Infantile spasms is a severe infantile seizure disorder that is difficult to treat and has a high morbidity. Absence of spasms on days 13 and 14 after randomisation is more common in infants allocated hormone treatments than in those allocated vigabatrin. We sought to assess whether early control of spasms is associated with improved developmental or epilepsy outcomes. Infants enrolled in the United Kingdom Infantile Spasms Study (UKISS) were randomly assigned hormone treatment (n=55) or vigabatrin (n=52) and were followed up until clinical assessment at 12–14 months of age. We assessed neurodevelopment with the Vineland adaptive behaviour scales (VABS) at 14 months of age on an intention to treat basis. Of 107 infants enrolled, five died and 101 survivors reached both follow-up assessments. Absence of spasms at final clinical assessment (hormone 41/55 [75%] vs vigabatrin 39/51 [76%]) was similar in each treatment group (difference 1·9%, 95% CI −18·3% to 14·4%; χ 2=0·05; p=0·82). Mean VABS score did not differ significantly (hormone 78·6 [SD 16·8] vs vigabatrin 77·5 [SD 12·7]; difference 1·0, 95% CI −4·9 to 7·0; t 99 =0·35, p=0·73). In infants with no identified underlying aetiology, the mean VABS score was higher in those allocated hormone treatment than in those allocated vigabatrin (88·2 [17·3] vs 78·9 [14·3]; difference 9·3, 95% CI 1·2 to 17·3; t 95 =2·28, p=0·025). Hormone treatment controls spasms better than does vigabatrin initially, but not at 12–14 months of age. Better initial control of spasms by hormone treatment in those with no identified underlying aetiology may lead to improved developmental outcome.

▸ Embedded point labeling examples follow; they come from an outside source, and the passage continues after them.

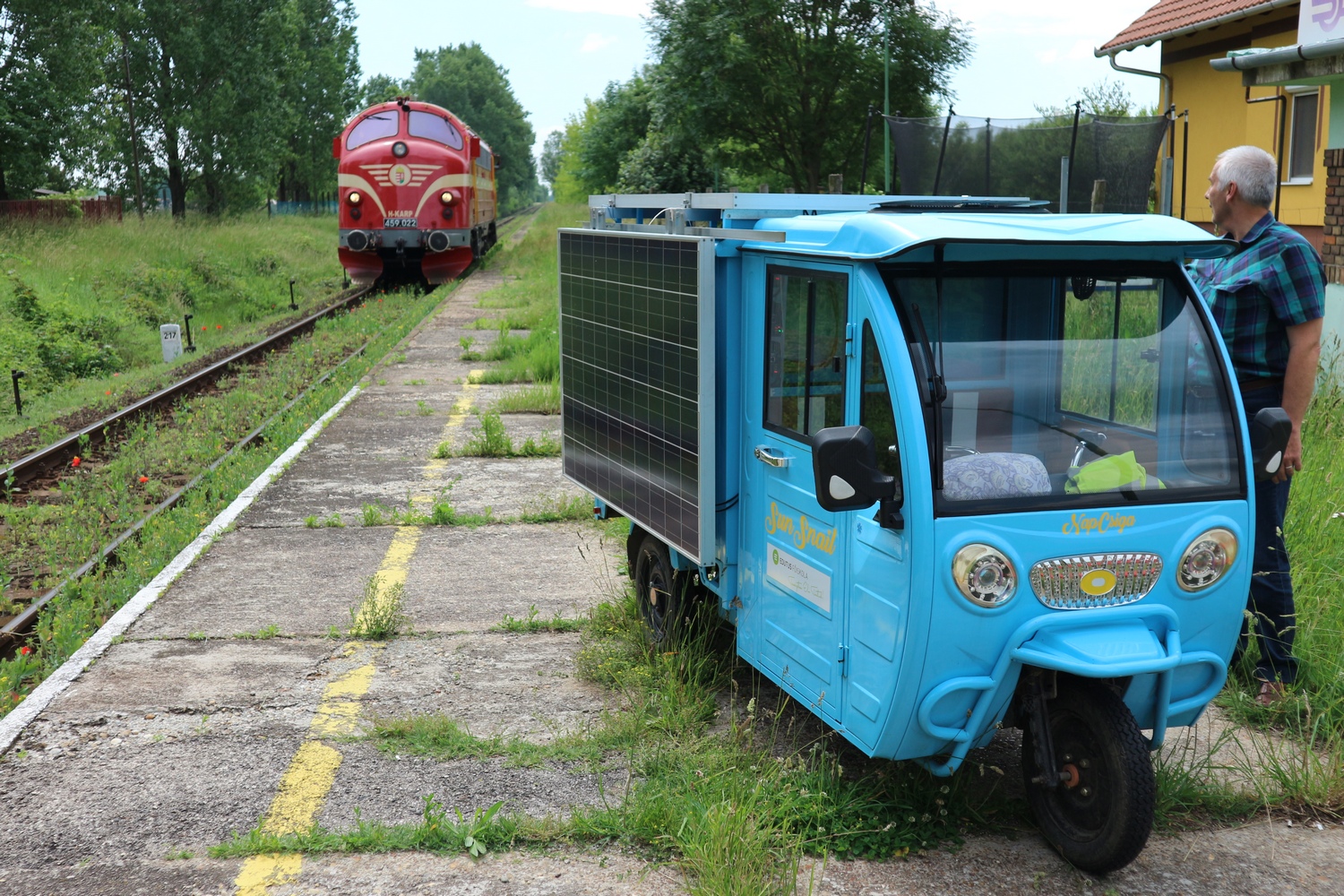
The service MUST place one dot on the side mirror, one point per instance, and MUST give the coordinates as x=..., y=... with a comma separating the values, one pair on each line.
x=1271, y=432
x=844, y=470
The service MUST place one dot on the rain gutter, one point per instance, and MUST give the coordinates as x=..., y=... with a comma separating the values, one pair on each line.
x=1246, y=61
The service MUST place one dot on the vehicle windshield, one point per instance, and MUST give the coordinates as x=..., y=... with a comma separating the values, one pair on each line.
x=432, y=126
x=1054, y=389
x=381, y=124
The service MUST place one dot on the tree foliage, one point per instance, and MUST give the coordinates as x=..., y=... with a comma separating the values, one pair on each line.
x=470, y=85
x=48, y=65
x=784, y=86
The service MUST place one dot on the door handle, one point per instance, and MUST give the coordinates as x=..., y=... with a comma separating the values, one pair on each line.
x=765, y=455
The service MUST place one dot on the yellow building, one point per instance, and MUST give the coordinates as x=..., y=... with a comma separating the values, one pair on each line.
x=1223, y=112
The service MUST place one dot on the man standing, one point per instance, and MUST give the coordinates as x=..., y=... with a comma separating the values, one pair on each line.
x=1268, y=300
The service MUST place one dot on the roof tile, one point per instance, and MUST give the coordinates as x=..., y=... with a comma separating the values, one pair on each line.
x=1169, y=16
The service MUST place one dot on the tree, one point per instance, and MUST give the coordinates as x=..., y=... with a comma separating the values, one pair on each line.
x=784, y=85
x=467, y=82
x=381, y=89
x=207, y=81
x=320, y=90
x=48, y=65
x=553, y=153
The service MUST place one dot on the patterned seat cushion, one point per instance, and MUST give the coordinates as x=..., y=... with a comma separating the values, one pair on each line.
x=983, y=477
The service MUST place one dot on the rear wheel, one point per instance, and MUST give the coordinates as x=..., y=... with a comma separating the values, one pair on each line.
x=660, y=590
x=1099, y=817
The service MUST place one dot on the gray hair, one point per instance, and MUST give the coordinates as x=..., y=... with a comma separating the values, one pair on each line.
x=1252, y=169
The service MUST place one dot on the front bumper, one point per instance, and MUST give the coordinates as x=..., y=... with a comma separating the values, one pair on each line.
x=1113, y=642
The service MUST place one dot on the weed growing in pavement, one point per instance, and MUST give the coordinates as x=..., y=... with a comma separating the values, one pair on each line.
x=556, y=508
x=539, y=398
x=437, y=831
x=535, y=624
x=379, y=614
x=261, y=634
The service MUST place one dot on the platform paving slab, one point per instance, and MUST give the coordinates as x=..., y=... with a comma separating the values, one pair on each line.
x=511, y=685
x=301, y=581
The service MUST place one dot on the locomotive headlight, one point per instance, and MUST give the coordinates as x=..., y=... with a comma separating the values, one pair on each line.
x=1207, y=557
x=984, y=575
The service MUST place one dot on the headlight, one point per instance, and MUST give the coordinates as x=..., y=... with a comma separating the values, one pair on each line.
x=984, y=575
x=1206, y=559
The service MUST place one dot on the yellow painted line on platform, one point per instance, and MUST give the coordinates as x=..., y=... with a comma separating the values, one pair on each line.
x=304, y=786
x=459, y=417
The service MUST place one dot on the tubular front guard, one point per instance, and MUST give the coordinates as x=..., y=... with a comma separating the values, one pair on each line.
x=1112, y=642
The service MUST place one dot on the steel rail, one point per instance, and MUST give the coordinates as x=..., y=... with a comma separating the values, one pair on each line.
x=24, y=619
x=32, y=465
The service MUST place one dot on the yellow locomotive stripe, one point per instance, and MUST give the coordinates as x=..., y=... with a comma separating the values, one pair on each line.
x=355, y=182
x=304, y=786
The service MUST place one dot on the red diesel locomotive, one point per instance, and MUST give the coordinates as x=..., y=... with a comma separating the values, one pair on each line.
x=417, y=195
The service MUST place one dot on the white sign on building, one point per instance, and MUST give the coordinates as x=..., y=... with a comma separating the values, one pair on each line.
x=1320, y=21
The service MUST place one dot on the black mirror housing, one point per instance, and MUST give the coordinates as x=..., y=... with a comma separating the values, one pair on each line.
x=1269, y=435
x=844, y=470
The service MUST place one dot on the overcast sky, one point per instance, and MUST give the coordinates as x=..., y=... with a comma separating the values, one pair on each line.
x=559, y=51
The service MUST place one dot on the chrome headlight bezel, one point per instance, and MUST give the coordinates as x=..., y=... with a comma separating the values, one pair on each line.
x=984, y=575
x=1206, y=559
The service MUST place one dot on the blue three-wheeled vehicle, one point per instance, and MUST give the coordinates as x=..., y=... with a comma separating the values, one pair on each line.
x=946, y=465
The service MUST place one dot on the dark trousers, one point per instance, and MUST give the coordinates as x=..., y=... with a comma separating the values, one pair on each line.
x=1271, y=600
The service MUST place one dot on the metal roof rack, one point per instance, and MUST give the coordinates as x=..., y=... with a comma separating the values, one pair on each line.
x=961, y=203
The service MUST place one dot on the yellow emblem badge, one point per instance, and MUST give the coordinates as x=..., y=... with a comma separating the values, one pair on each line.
x=1098, y=582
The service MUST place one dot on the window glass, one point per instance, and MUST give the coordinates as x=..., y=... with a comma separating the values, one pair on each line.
x=806, y=351
x=381, y=124
x=433, y=126
x=875, y=409
x=1301, y=160
x=1055, y=387
x=1110, y=351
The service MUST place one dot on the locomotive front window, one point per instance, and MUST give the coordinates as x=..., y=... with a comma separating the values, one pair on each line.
x=1054, y=389
x=381, y=124
x=430, y=126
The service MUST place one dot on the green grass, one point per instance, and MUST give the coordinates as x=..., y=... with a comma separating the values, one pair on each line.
x=45, y=541
x=83, y=331
x=534, y=622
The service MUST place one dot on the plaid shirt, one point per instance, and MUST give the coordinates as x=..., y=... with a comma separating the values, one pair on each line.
x=1273, y=282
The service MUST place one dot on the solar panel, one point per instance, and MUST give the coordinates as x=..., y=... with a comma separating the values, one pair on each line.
x=637, y=392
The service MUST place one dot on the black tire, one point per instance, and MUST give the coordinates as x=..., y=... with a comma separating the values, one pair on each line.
x=1099, y=820
x=660, y=590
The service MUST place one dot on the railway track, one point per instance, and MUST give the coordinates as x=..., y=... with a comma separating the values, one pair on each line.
x=48, y=465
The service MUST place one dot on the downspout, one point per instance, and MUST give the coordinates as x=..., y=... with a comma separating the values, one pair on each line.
x=1166, y=96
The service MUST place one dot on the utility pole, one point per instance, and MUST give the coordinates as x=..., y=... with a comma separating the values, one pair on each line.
x=886, y=108
x=134, y=142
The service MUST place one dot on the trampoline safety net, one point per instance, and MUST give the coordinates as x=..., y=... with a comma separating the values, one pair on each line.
x=1021, y=158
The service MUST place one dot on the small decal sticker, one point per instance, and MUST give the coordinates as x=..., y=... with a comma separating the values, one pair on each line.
x=803, y=578
x=1098, y=583
x=1083, y=524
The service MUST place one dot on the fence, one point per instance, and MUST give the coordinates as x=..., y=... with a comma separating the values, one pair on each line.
x=959, y=156
x=306, y=207
x=97, y=209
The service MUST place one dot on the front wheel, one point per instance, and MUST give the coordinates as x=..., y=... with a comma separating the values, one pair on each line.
x=1099, y=817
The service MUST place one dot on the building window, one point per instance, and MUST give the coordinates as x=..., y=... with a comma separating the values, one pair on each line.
x=1301, y=151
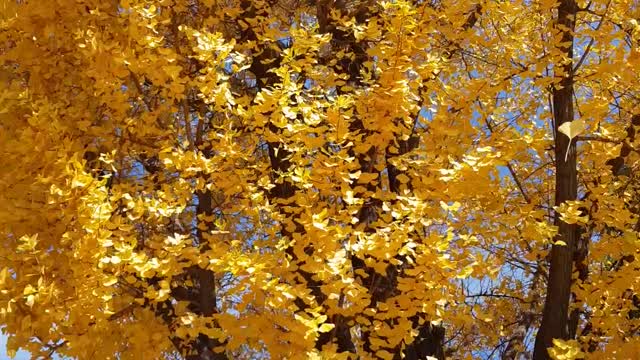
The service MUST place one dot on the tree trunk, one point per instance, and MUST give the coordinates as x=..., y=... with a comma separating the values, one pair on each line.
x=556, y=309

Infantile spasms, which comprise a severe infantile seizure disorder, have a high morbidity and are difficult to treat. Hormonal treatments (adrenocorticotropic hormone and prednisolone) have been the main therapy for decades, although little evidence supports their use. Vigabatrin has been recorded to have a beneficial effect in this disorder. We aimed to compare the effects of vigabatrin with those of prednisolone and tetracosactide in the treatment of infantile spasms. The United Kingdom Infantile Spasms Study assessed these treatments in a multicentre, randomised controlled trial in 150 hospitals in the UK. The primary outcome was cessation of spasms on days 13 and 14. Minimum doses were vigabatrin 100 mg/kg per day, oral prednisolone 40 mg per day, or intramuscular tetracosactide depot 0·5 mg (40 IU) on alternate days. Analysis was by intention to treat. Of 208 infants screened and assessed, 107 were randomly assigned to vigabatrin (n=52) or hormonal treatments (prednisolone n=30, tetracosactide n=25). None was lost to follow-up. Proportions with no spasms on days 13 and 14 were: 40 (73%) of 55 infants assigned hormonal treatments (prednisolone 21/30 [70%], tetracosactide 19/25 [76%]) and 28 (54%) of 52 infants assigned vigabatrin (difference 19%, 95% CI 1%–36%, p=0·043). Two infants allocated tetracosactide and one allocated vigabatrin received prednisolone. Adverse events were reported in 30 (55%) of 55 infants on hormonal treatments and 28 (54%) of 52 infants on vigabatrin. No deaths were recorded. Cessation of spasms was more likely in infants given hormonal treatments than those given vigabatrin. Adverse events were common with both treatments.